“I saw a fox this morning Zeb. It was right at the crack of dawn. I couldn’t sleep. The pain is real bad now. Remember how you used to rub my back and I’d rub your feet?
“I never thought I would miss rubbing your crusty old feet… but I do. I’d give anything to have you here with me again, laying on the sofa with your feet on my lap, watching old movies together…” Catherine sat down at the kitchen table, painfully rubbing her back as she waited for the water to boil.
Though she was all alone, she continued talking. “I wish you could have seen that fox this morning, Zeb. It was a silver fox, and he was beautiful… midnight black, except for the white ring around his tail.” Looking off into space, Catherine sat there, picturing the fox she had seen this morning, while sitting on the porch swing, remembering how she used to lay her head on Zeb’s shoulder, as he would slowly swing back and forth.
While she had been on the swing, reminiscing, she saw the fox. He saw her too, and he’d looked right into her eyes, as though he was trying to communicate with her. She wondered what the fox was saying, but she just couldn’t grasp whatever it was that he – just then, the tea kettle whistled, interrupting her thoughts, as she struggled with difficulty, to get up from the chair.
After making some toast, to go with her tea, Catherine sat down at the table in pain, grabbing her shoebox full of medicines. She had rheumatoid arthritis throughout her body, and walking was increasingly difficult. Her children had tried talking to her about moving in with one of them, or worse, moving into a nursing home, but she had refused, hiding the severity of her condition from them, for fear that they would force her to leave this home that she loved.
How could she ever leave this home? It held too many precious memories. Now as she sat there, counting her morning pills, she smiled wistfully. Things just weren’t the same without Zeb. “Oh Lord,” she prayed, not for the first time. “I’m so lonely and homesick. Won’t you please take me home to be with You and with Zeb? I’ve lived a good, long life, and my kids are all grown up. Even my grandchildren are all grown up, with children of their own. You’ve blessed me with a long life, and I am so grateful, but heavenly Father, my body has turned against me. I’m in constant pain, and I miss my Zeb so desperately. Please, Lord, take me home. In Jesus’ name I pray. Amen.”
She shook her head, as she counted the bottles of medicine in her shoebox.
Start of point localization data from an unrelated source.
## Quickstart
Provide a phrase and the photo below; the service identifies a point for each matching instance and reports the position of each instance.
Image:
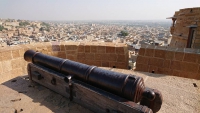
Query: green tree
(1, 28)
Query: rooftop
(19, 95)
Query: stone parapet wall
(185, 18)
(181, 62)
(12, 63)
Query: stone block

She had to take fifteen different medications just to function. That was no way to live. After eating her toast and drinking her tea, she took her morning medicines, and then painfully shuffled back out to the porch, once again easing her aching body down onto the swing.
As she rocked herself back and forth on the swing, she looked up and saw the fox again, and just like earlier, he looked as though he was trying to say something to her. As she gazed back into the fox’s eyes, her heart began to flutter erratically. “Oh dear,” she thought. “I don’t have my nitroglycerin.”
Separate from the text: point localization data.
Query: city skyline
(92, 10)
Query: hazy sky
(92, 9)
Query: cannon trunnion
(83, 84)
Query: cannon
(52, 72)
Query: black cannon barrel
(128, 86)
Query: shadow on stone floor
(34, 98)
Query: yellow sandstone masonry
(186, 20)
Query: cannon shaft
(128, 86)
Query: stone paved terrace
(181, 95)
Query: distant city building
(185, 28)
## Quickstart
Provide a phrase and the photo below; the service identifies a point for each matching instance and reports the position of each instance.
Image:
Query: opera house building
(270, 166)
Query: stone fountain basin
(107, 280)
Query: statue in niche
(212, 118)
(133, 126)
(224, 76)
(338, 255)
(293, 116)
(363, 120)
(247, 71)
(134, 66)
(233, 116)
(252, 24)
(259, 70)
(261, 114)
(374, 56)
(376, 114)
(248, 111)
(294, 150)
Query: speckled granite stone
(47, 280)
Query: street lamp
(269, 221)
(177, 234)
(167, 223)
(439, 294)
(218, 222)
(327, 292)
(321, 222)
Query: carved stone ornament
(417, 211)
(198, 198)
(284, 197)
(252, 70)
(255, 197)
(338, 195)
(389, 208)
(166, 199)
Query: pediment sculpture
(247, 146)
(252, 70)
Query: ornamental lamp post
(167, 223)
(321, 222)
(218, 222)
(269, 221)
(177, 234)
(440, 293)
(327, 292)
Then suddenly, her eyes shifted from the fox, and she looked up into the warm and smiling eyes of Jesus. “Are you taking me home now?” she asked calmly, and He gently smiled, holding His hand out for hers, and as Catherine reached out to grasp Jesus’ hand, she looked up at Him in amazement. Gone were the gnarled and crippled hands of an old lady. She now had the hands of a young woman in her late twenties to early thirties, and as she stood up to go with her Savior, she gasped, for all of her pain was gone.
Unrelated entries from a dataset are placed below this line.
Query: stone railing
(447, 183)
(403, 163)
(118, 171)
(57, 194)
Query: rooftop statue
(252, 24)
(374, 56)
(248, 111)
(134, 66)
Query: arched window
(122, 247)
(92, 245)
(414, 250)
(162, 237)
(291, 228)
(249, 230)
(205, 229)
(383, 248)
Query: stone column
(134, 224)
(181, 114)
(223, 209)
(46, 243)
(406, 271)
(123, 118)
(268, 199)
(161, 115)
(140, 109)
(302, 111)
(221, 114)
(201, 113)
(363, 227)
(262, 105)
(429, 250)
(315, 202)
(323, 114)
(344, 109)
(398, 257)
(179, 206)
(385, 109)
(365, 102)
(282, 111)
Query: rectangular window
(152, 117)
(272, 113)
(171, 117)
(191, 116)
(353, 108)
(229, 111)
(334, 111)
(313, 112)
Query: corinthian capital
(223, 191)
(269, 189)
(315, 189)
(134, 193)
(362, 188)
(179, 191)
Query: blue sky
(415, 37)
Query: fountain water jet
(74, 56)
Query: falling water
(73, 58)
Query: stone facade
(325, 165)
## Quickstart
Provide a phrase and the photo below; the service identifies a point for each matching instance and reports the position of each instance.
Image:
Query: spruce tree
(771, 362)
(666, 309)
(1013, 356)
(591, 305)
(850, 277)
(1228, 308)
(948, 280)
Then, as she started to leave, she looked down and saw her body slumped on the porch swing. She could even see her heart beating weakly and irregularly. It fluttered for a moment, magnificent in its struggle, then wilted and lay still. Catherine looked into her Savior’s eyes and smiled victoriously. She was going to that place where there was no more pain and no more tears. She was going home.